Estimating ARMA Models
You have written down a model —
an ARMA(p, q) — and you
have a stretch of data. Between the two sits the question this whole page answers: what numbers
do the parameters actually take? An ARMA model is a template with holes in it,
x_t = \phi_1 x_{t-1} + \dots + \phi_p x_{t-p} + \varepsilon_t + \theta_1 \varepsilon_{t-1} + \dots + \theta_q \varepsilon_{t-q},
and estimation is the craft of choosing \hat\phi, \hat\theta and the shock
variance \hat\sigma^2 so that the template best reproduces the series in front
of you. Everything downstream — forecasts,
intervals,
diagnostics
— is only as trustworthy as these estimates. There are three classic routes to them, of increasing
sophistication and payoff.
Route 1 — method of moments (Yule–Walker), AR only
The oldest trick: match the moments the model predicts to the moments you measure. For a pure
autoregressive
model this is beautifully clean. The theoretical autocorrelations satisfy the
Yule–Walker equations
— a linear system tying the \phi's to the autocorrelations
\rho_1, \dots, \rho_p. Replace each theoretical
\rho_k with its sample version \hat\rho_k,
solve the linear system, and out drop the coefficients:
\hat{\boldsymbol\phi} = \hat R^{-1}\, \hat{\boldsymbol\rho}, \qquad \hat R = \big[\hat\rho_{|i-j|}\big]_{i,j=1}^{p}.
No iteration, no starting values — just invert a p \times p matrix of sample
correlations. It is fast, always returns a stationary fit, and makes a superb starting point for
the fancier methods.

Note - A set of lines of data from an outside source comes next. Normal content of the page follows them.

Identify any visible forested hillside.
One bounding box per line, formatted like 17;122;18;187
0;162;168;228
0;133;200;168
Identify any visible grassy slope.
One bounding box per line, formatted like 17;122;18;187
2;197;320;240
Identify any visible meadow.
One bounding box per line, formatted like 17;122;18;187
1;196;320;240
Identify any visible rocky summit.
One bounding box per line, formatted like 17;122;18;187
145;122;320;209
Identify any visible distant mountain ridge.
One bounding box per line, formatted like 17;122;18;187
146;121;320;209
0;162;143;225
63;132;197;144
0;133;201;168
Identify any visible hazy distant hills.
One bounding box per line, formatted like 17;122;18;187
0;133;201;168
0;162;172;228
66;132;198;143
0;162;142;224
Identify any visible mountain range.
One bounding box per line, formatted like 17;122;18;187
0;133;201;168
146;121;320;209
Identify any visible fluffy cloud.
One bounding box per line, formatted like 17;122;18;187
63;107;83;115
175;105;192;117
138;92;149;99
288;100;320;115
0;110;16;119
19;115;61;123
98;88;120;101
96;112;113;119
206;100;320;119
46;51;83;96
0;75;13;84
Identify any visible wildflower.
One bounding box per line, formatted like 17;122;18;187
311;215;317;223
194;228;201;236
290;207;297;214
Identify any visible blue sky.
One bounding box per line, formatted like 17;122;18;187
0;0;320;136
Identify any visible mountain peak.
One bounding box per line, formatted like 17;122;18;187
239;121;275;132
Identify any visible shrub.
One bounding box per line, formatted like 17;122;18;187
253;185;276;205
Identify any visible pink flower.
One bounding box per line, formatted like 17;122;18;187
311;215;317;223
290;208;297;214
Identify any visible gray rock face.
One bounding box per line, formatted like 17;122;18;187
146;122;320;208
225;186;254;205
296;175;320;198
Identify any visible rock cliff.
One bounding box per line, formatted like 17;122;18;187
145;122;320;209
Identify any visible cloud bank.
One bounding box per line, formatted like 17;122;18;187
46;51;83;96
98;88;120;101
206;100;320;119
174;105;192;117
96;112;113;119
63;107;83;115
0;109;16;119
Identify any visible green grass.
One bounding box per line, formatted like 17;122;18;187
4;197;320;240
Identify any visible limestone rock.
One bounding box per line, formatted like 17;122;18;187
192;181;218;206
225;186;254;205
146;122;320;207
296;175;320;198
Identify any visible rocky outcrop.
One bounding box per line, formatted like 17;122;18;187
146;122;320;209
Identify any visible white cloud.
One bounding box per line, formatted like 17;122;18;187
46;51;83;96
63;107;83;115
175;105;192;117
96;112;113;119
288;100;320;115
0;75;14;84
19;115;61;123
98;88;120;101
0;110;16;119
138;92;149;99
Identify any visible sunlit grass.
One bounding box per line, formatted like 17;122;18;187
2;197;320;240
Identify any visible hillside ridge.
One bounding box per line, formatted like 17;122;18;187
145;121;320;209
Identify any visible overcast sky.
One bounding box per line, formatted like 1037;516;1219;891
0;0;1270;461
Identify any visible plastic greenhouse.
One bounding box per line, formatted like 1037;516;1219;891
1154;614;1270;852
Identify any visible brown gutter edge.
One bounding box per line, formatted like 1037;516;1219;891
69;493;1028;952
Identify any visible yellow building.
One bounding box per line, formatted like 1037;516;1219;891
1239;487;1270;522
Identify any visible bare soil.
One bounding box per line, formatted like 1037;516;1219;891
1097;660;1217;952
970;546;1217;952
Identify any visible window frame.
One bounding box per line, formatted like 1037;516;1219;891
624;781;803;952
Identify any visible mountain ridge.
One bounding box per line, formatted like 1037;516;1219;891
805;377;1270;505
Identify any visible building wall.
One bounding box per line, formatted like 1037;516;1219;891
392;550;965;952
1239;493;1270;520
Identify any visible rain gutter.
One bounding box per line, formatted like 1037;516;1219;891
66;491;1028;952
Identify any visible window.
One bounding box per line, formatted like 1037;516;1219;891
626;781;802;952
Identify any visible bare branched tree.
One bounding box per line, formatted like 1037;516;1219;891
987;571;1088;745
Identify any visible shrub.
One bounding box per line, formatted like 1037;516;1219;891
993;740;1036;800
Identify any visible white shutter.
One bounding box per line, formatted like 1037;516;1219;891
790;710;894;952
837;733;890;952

Its fatal limitation: it works only for AR. The moment equations for a moving-average
part are nonlinear in \theta, and solving them by hand is a mess — so
the moment method quietly retires the moment a single MA term appears.
Route 2 — least squares
Treat the model as a regression and minimise the sum of squared one-step errors. For an AR(p) this is
genuinely ordinary least squares: regress x_t on its own lags and read off the
coefficients — this is least squares
with the design matrix built from shifted copies of the series. We call it conditional
least squares because it conditions on the first few observations (it has to start somewhere).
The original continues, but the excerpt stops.